I myself would go with something like the following:
int Pig(unsigned char amount_strings, char** pArrayOfPointersToStrings)
{
for(unsigned char i = 0; i < amount_strings; i += 1)
{
WantsString(pArrayOfPointersToStrings[i]);
}
}
As for converting integers to strings, perhaps use the string class and have

string* pArrayOfStrings

Or use standard library functions.
-JKop
Jul 22 '05 #5

P: n/a
Kapt. Boogschutter wrote:
I'm trying to create a function that has at least 1 Argument but can
also contain any number of Arguments (except 0 because my function
would have no meaning for 0 argument).

The arguments passed to the function are strings or must be
(automaticly converted to a string e.g. the number 10 should become
the string "10".

My problem is that I can only find samples and description of printf()
like functions where the optional arguments and types are specified
within the first argument.


That's for a reason. You can write functions with variable argument
lists, but a lot of the usual C++ functionality will be gone. C++ won't
give your function any hint about how many arguments were given or
which type they are. Your function will "just have to know", which
means you have to give that information explicitly to the function.
Further, C++ won't do any automatic conversion if you're trying to
interpret a parameter as another type than it acutally is, and you'll
receive no warning or error message. Usually, it will result in a crash
if you're lucky. And you can only pass POD types as variable arguments.
Basically, better avoid variable argument lists.

Jul 22 '05 #6

P: n/a
Kapt. Boogschutter wrote:
Since this is not the case with my function I have no idea how to make this
function and make the type conversion as descriped before.
Can anyone point me in the right direction?
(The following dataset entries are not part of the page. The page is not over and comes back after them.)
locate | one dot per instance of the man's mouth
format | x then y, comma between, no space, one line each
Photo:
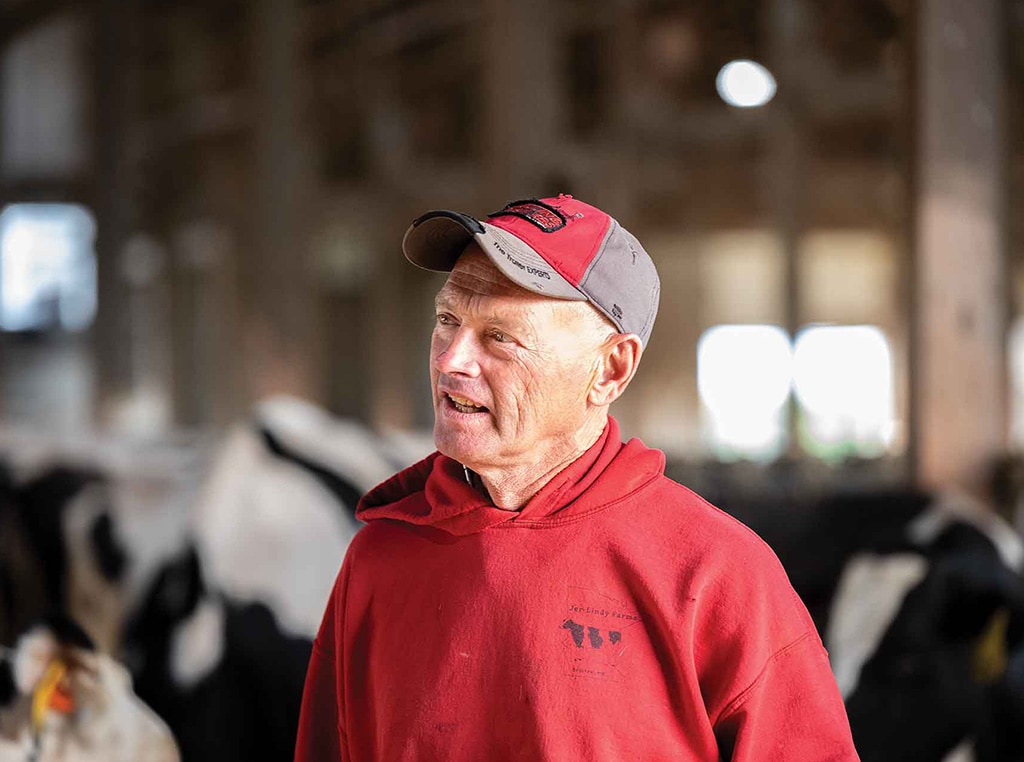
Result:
463,405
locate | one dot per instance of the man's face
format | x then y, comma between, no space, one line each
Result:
510,369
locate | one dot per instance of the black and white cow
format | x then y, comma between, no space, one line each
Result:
221,637
61,701
921,604
58,552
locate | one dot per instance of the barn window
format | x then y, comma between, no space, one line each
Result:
843,381
743,380
47,267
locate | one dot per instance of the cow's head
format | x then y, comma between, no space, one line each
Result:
930,635
62,700
64,547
You are probably looking for a more natural way to specify the list of
strings. In which case, there is probably and okay solution, which I've
seen work for templates before.

You can create a custom type, say StringBuffer, which overloads the ','
comma operator and has an implicit CTOR that takes (const char*). The
comma operator could then append a string to the StringBuffer. A
function something like this

StringBuffer& operator,( const char* str ) {
vector.push_back( str );
return *this;
}

Then your target function takes one parameter of type StringBuffer

void function( StringBuffer& buf ) ...

But you'll need to call your function like this:

function( ((StringBuffer)"one", "two", "three" ) );
function( ((StringBuffer)"one", "four" ) );
function( "one" ); //this case works from implicit conversion

Perhaps you can clean up the syntax, but they may make your program
less clear.

Attached is a working example.

--
edA-qa mort-ora-y (Producer)
Trostlos Records <http://trostlos.org/>

"What suffering would man know if not for his own?"

Jul 22 '05 #7

P: n/a

"Kapt. Boogschutter" <so*****@nobody.com> schreef in bericht
news:cb**********@news4.tilbu1.nb.home.nl...
I'm trying to create a function that has at least 1 Argument but can also
contain any number of Arguments (except 0 because my function would have no meaning for 0 argument).
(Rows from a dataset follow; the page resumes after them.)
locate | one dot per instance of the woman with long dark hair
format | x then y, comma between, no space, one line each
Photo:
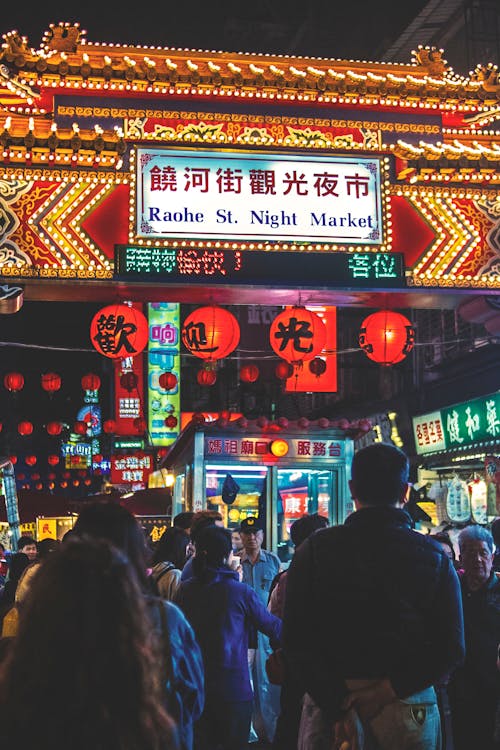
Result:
223,612
83,670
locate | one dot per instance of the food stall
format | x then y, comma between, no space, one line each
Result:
274,470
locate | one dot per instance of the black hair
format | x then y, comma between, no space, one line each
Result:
304,526
379,474
213,547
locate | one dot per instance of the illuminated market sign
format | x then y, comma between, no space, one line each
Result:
250,196
215,265
472,423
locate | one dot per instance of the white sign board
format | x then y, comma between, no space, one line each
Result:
199,194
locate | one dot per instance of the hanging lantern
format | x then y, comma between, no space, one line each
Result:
167,381
317,366
80,427
249,373
91,382
128,381
297,335
54,428
210,333
109,426
139,424
119,331
14,381
386,337
25,428
283,370
206,377
51,382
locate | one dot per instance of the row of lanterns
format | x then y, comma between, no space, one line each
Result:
297,335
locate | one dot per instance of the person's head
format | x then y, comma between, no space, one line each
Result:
46,546
252,534
213,550
86,593
495,531
119,526
446,544
27,545
304,526
477,550
172,547
379,475
183,520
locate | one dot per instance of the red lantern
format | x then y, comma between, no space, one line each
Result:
91,382
283,370
51,382
54,428
139,424
25,428
167,381
297,334
119,331
210,333
109,426
249,373
206,377
386,337
80,427
317,366
128,381
14,381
The arguments passed to the function are strings or must be (automaticly
converted to a string e.g. the number 10 should become the string "10".
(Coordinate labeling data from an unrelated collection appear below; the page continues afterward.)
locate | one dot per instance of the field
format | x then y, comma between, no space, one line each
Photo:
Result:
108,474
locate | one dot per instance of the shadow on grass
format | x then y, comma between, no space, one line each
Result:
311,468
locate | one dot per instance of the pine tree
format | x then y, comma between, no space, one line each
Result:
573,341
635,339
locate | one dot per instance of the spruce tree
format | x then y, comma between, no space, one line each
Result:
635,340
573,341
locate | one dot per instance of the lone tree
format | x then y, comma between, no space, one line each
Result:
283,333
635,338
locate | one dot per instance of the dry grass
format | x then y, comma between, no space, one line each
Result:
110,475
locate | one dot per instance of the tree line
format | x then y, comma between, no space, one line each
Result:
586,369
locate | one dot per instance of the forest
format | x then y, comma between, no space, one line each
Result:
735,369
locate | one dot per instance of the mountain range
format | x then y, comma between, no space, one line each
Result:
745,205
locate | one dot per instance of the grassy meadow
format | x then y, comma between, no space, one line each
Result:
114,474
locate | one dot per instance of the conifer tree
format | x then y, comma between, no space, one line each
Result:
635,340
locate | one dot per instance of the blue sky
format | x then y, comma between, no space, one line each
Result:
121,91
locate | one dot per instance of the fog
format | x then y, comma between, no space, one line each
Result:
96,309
My problem is that I can only find samples and description of printf() like functions where the optional arguments and types are specified within the
first argument.

Since this is not the case with my function I have no idea how to make this function and make the type conversion as descriped before.

Can anyone point me in the right direction?

ThanX

ThanX everyone for the insigth,

Your answers give me a little bit more to go on with.
I had hoped that I could get the length (number of arguments) of the list
with some kind of sizeof() function.
The Idea of using an array of JKop is interesting but since the size is
determined run-time I must use vectors instead.